Fast inverse and transpose matrix in Python

Question

I have a large matrix A of shape (n, n, 3, 3) with n is about 5000. Now I want find the inverse and transpose of matrix A:

import numpy as np
A = np.random.rand(1000, 1000, 3, 3)
identity = np.identity(3, dtype=A.dtype)
Ainv = np.zeros_like(A)
Atrans = np.zeros_like(A)
for i in range(1000):
    for j in range(1000):
        Ainv[i, j] = np.linalg.solve(A[i, j], identity)
        Atrans[i, j] = np.transpose(A[i, j])

Is there a faster, more efficient way to do this?

Answer 1

As posted by wim A.I also works on matrix. e.g.

print (A.I)

Answer 2

for numpy-matrix object, use matrix.getI. e.g.

A=numpy.matrix('1 3;5 6')
print (A.getI())

Answer 3

for the transpose:

testing a bit in ipython showed:

In [1]: import numpy
In [2]: x = numpy.ones((5,6,3,4))
In [3]: numpy.transpose(x,(0,1,3,2)).shape
Out[3]: (5, 6, 4, 3)

so you can just do

Atrans = numpy.transpose(A,(0,1,3,2))

to transpose the second and third dimensions (while leaving dimension 0 and 1 the same)

for the inversion:

the last example of http://docs.scipy.org/doc/numpy/reference/generated/numpy.linalg.inv.html#numpy.linalg.inv

Inverses of several matrices can be computed at once:

from numpy.linalg import inv
a = np.array([[[1., 2.], [3., 4.]], [[1, 3], [3, 5]]])
>>> inv(a)
array([[[-2. ,  1. ],
        [ 1.5, -0.5]],
       [[-5. ,  2. ],
        [ 3. , -1. ]]])

So i guess in your case, the inversion can be done with just

Ainv = inv(A)

and it will know that the last two dimensions are the ones it is supposed to invert over, and that the first dimensions are just how you stacked your data. This should be much faster

speed difference

for the transpose: your method needs 3.77557015419 sec, and mine needs 2.86102294922e-06 sec (which is a speedup of over 1 million times)

for the inversion: i guess my numpy version is not high enough to try that numpy.linalg.inv trick with (n,n,3,3) shape, to see the speedup there (my version is 1.6.2, and the docs i based my solution on are for 1.8, but it should work on 1.8, if someone else can test that?)

Answer 4

This is taken from a project of mine, where I also do vectorized linear algebra on many 3x3 matrices.

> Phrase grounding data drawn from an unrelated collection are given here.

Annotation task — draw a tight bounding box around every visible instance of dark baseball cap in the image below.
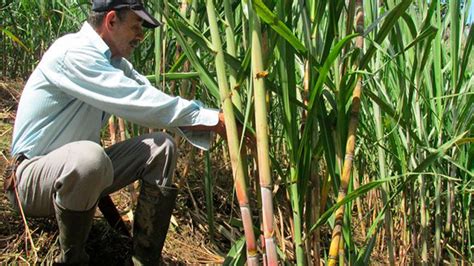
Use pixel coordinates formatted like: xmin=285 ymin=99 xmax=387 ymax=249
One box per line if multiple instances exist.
xmin=92 ymin=0 xmax=160 ymax=28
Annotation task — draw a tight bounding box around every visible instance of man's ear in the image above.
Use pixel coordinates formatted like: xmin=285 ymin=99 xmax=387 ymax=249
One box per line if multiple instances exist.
xmin=104 ymin=10 xmax=118 ymax=30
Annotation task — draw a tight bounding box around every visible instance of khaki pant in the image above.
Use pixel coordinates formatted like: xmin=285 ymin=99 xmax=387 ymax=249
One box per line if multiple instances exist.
xmin=7 ymin=132 xmax=177 ymax=216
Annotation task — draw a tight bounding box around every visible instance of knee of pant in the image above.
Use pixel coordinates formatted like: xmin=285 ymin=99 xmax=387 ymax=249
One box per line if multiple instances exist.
xmin=145 ymin=133 xmax=177 ymax=187
xmin=162 ymin=133 xmax=177 ymax=161
xmin=54 ymin=141 xmax=113 ymax=211
xmin=151 ymin=132 xmax=177 ymax=163
xmin=70 ymin=141 xmax=114 ymax=190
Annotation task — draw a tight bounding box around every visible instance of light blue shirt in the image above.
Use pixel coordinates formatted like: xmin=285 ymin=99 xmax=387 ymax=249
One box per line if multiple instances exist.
xmin=12 ymin=22 xmax=218 ymax=158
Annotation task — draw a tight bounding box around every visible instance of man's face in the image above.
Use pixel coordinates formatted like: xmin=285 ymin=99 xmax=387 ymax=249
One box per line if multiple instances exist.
xmin=108 ymin=10 xmax=144 ymax=59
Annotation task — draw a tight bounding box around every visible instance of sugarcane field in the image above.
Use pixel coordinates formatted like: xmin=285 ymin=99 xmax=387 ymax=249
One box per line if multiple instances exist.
xmin=0 ymin=0 xmax=473 ymax=265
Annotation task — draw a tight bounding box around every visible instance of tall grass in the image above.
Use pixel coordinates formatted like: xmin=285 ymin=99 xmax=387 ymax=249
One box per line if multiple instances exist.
xmin=2 ymin=0 xmax=473 ymax=264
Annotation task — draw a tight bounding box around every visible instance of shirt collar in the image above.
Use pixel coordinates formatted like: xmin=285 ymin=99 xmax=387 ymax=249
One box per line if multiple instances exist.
xmin=80 ymin=22 xmax=112 ymax=60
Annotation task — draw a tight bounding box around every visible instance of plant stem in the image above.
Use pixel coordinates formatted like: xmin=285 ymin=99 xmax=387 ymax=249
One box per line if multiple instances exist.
xmin=206 ymin=0 xmax=258 ymax=263
xmin=250 ymin=4 xmax=278 ymax=264
xmin=328 ymin=1 xmax=364 ymax=264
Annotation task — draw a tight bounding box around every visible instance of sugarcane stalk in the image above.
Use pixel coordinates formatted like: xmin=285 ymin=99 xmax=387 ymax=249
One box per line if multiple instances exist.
xmin=274 ymin=1 xmax=305 ymax=262
xmin=433 ymin=2 xmax=443 ymax=263
xmin=153 ymin=0 xmax=163 ymax=88
xmin=250 ymin=5 xmax=278 ymax=264
xmin=178 ymin=0 xmax=190 ymax=99
xmin=108 ymin=115 xmax=117 ymax=145
xmin=327 ymin=1 xmax=364 ymax=264
xmin=374 ymin=63 xmax=395 ymax=266
xmin=223 ymin=0 xmax=243 ymax=111
xmin=353 ymin=167 xmax=366 ymax=237
xmin=204 ymin=151 xmax=216 ymax=242
xmin=419 ymin=173 xmax=428 ymax=265
xmin=371 ymin=2 xmax=396 ymax=262
xmin=118 ymin=118 xmax=126 ymax=141
xmin=289 ymin=171 xmax=305 ymax=265
xmin=303 ymin=57 xmax=321 ymax=264
xmin=206 ymin=0 xmax=258 ymax=264
xmin=434 ymin=171 xmax=441 ymax=264
xmin=2 ymin=30 xmax=6 ymax=77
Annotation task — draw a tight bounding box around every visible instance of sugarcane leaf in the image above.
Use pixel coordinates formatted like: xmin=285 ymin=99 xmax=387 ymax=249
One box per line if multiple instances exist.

Note that there is only a loop over 3; not a loop over n, so the code is vectorized in the important dimensions. I don't want to vouch for how this compares to a C/numba extension to do the same thing though, performance wise. This is likely to be substantially faster still, but at least this blows the loops over n out of the water.

def adjoint(A):
    """compute inverse without division by det; ...xv3xc3 input, or array of matrices assumed"""
    AI = np.empty_like(A)
    for i in xrange(3):
        AI[...,i,:] = np.cross(A[...,i-2,:], A[...,i-1,:])
    return AI

def inverse_transpose(A):
    """
    efficiently compute the inverse-transpose for stack of 3x3 matrices
    """
    I = adjoint(A)
    det = dot(I, A).mean(axis=-1)
    return I / det[...,None,None]

def inverse(A):
    """inverse of a stack of 3x3 matrices"""
    return np.swapaxes( inverse_transpose(A), -1,-2)
def dot(A, B):
    """dot arrays of vecs; contract over last indices"""
    return np.einsum('...i,...i->...', A, B)


A = np.random.rand(2,2,3,3)
I = inverse(A)
print np.einsum('...ij,...jk',A,I)

Answer 5

Numpy has the array.T properties which is a shortcut for transpose.

For inversions, you use np.linalg.inv(A).